En 1972, l’analyse sanguine d’une femme enceinte a dévoilé une anomalie intrigante : une molécule présente sur toutes les autres globules rouges connues était absente de son sang. Cette énigme restait irrésolue durant un demi-siècle, jusqu’à ce qu’une équipe de chercheurs britanniques et israéliens identifie enfin un nouveau système de groupe sanguin chez l’humain en 2024, marquant ainsi une avancée scientifique majeure.
Un isolement moléculaire révélateur
Tous connaissent le système sanguin ABO, avec son célèbre facteur Rh. Pourtant, notre sang porte une multitude d’antigènes — protéines ou sucres — à la surface des globules rouges, formant plusieurs groupes sanguins complexes.
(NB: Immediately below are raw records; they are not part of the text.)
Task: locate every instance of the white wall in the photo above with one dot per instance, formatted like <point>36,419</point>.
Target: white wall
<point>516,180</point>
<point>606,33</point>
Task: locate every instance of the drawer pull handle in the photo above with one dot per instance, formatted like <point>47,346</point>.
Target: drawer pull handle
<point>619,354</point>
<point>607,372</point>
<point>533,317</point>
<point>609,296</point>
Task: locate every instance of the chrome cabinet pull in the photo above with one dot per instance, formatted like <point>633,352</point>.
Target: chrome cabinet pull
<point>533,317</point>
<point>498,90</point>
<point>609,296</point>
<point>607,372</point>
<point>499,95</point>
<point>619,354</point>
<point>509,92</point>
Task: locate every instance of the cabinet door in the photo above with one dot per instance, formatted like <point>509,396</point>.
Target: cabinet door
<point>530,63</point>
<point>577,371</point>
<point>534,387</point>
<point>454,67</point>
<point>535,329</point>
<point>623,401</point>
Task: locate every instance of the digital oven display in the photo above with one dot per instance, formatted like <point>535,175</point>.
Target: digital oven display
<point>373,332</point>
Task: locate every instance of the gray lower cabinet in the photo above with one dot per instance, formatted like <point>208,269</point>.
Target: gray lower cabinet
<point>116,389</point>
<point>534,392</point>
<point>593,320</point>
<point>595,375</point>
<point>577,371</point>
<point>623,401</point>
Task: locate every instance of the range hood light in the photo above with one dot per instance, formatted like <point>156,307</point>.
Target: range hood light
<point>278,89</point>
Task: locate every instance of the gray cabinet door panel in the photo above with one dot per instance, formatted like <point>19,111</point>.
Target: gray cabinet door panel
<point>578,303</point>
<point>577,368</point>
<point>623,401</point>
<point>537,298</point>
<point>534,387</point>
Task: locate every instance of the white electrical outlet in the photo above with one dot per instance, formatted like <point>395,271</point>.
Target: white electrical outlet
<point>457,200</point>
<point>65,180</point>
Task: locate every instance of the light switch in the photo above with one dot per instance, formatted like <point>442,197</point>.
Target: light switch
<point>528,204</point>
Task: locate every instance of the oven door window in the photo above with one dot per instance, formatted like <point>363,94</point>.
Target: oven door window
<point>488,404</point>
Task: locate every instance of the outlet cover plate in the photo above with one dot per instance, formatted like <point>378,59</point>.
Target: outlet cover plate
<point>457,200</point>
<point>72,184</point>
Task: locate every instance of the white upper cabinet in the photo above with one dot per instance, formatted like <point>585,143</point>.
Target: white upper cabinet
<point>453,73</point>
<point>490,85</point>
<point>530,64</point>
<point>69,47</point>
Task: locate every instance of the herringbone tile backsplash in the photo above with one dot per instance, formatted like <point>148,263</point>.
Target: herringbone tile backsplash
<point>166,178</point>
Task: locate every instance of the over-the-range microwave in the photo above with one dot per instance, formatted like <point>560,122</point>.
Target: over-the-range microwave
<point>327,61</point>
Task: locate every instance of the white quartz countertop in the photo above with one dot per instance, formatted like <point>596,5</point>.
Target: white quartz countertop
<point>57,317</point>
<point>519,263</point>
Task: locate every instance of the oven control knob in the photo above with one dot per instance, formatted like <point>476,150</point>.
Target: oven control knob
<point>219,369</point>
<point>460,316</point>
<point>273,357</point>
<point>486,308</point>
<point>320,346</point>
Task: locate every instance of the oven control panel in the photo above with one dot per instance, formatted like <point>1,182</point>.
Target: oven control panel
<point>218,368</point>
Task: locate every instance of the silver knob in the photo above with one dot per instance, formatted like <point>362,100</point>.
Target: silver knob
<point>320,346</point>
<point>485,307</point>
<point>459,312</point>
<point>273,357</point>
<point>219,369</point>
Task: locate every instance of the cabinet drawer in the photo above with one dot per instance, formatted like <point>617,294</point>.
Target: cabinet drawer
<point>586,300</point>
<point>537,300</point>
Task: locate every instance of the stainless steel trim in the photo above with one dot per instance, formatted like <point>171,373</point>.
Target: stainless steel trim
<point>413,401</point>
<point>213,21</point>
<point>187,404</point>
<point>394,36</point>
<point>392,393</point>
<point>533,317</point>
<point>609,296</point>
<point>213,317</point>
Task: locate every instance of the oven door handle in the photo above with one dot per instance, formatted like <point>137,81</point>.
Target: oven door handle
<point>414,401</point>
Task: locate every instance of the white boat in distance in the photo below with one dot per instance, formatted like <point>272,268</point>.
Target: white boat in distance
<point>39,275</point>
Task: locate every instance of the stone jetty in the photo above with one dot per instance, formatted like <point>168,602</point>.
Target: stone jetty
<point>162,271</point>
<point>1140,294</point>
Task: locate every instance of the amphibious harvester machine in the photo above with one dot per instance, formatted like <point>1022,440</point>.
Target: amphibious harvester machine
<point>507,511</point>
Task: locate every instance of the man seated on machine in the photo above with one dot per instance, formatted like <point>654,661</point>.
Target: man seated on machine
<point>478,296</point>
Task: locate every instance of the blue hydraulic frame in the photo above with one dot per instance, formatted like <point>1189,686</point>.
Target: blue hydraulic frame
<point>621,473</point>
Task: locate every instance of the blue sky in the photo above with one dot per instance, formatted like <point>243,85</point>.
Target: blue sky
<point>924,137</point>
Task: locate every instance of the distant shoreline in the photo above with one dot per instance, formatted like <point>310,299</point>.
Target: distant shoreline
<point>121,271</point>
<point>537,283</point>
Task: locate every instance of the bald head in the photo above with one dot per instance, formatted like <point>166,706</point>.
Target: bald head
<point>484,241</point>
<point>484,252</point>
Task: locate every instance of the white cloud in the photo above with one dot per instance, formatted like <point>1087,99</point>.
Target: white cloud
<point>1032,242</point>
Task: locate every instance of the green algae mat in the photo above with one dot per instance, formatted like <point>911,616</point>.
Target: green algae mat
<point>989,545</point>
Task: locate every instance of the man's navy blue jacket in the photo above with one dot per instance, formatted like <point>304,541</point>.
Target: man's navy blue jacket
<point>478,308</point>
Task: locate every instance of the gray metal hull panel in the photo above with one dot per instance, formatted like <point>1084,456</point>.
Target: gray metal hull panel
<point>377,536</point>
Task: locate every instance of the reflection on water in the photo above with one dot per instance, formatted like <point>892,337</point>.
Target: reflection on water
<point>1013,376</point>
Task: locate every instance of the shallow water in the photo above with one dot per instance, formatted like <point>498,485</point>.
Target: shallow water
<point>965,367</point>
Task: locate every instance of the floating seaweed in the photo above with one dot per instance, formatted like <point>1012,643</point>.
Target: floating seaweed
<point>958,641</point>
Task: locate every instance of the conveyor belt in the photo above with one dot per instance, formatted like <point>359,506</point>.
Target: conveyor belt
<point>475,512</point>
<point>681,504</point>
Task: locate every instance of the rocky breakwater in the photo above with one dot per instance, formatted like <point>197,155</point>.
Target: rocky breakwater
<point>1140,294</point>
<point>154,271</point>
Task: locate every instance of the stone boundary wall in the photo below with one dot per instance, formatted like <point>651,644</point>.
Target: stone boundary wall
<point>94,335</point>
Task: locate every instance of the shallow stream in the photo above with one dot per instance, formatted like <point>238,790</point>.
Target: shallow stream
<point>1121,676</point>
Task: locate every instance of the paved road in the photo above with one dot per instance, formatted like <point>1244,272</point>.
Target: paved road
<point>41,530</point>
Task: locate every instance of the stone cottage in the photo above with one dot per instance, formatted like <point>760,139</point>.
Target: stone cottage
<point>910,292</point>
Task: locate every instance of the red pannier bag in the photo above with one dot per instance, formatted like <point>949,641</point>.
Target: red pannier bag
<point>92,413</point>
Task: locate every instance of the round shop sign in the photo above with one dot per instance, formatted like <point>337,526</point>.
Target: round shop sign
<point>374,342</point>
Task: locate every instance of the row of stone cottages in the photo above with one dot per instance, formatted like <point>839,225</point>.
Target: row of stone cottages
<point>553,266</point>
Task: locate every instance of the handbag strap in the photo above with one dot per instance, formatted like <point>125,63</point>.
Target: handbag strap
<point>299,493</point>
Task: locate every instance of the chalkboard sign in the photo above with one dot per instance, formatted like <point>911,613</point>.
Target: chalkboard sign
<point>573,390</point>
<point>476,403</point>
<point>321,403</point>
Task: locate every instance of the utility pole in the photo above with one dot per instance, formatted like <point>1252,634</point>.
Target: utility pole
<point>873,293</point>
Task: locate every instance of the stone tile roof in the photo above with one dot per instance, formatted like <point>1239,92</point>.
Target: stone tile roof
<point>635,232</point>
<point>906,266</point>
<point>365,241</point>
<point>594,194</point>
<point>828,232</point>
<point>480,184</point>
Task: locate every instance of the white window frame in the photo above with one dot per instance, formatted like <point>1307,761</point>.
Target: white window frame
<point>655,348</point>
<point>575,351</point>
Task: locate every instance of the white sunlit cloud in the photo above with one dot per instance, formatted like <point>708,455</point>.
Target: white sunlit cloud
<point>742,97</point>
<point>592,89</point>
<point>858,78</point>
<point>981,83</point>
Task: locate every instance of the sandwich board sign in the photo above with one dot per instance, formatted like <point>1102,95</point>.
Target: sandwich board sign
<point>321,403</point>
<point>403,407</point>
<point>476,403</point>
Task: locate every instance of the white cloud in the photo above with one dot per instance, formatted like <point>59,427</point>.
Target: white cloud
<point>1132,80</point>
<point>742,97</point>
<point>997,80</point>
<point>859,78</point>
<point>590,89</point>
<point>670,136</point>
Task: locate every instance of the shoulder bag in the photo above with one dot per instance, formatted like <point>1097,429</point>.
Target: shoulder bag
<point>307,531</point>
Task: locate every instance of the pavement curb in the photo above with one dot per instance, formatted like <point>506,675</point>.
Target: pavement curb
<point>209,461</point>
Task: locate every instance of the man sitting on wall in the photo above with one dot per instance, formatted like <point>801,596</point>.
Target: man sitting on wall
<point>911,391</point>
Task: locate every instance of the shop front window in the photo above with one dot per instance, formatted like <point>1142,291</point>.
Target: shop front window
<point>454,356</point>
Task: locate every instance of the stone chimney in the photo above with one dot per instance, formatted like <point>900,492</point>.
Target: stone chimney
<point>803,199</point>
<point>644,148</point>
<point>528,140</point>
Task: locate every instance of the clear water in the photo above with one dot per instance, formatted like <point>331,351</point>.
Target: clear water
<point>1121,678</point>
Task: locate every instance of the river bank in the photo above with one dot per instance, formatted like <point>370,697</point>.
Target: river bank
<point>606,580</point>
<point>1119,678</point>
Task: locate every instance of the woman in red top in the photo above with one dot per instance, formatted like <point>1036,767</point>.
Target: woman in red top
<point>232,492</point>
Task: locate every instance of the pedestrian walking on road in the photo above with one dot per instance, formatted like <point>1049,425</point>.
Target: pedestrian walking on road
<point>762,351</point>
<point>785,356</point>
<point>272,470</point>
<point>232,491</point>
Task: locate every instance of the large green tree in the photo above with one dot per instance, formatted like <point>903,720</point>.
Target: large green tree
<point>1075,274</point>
Ces marqueurs permettent à notre organisme de distinguer le « soi » du « non-soi », jouant un rôle essentiel dans la compatibilité lors des transfusions.
Ce nouveau groupe, baptisé système MAL, doit son nom à une protéine spécifique dont la présence conditionne l’expression de l’antigène AnWj. Or, ce dernier faisait défaut chez cette patiente et chez très peu d’individus : moins de 0,1% de la population. Cette particularité génétique rare a longtemps retardé sa reconnaissance formelle.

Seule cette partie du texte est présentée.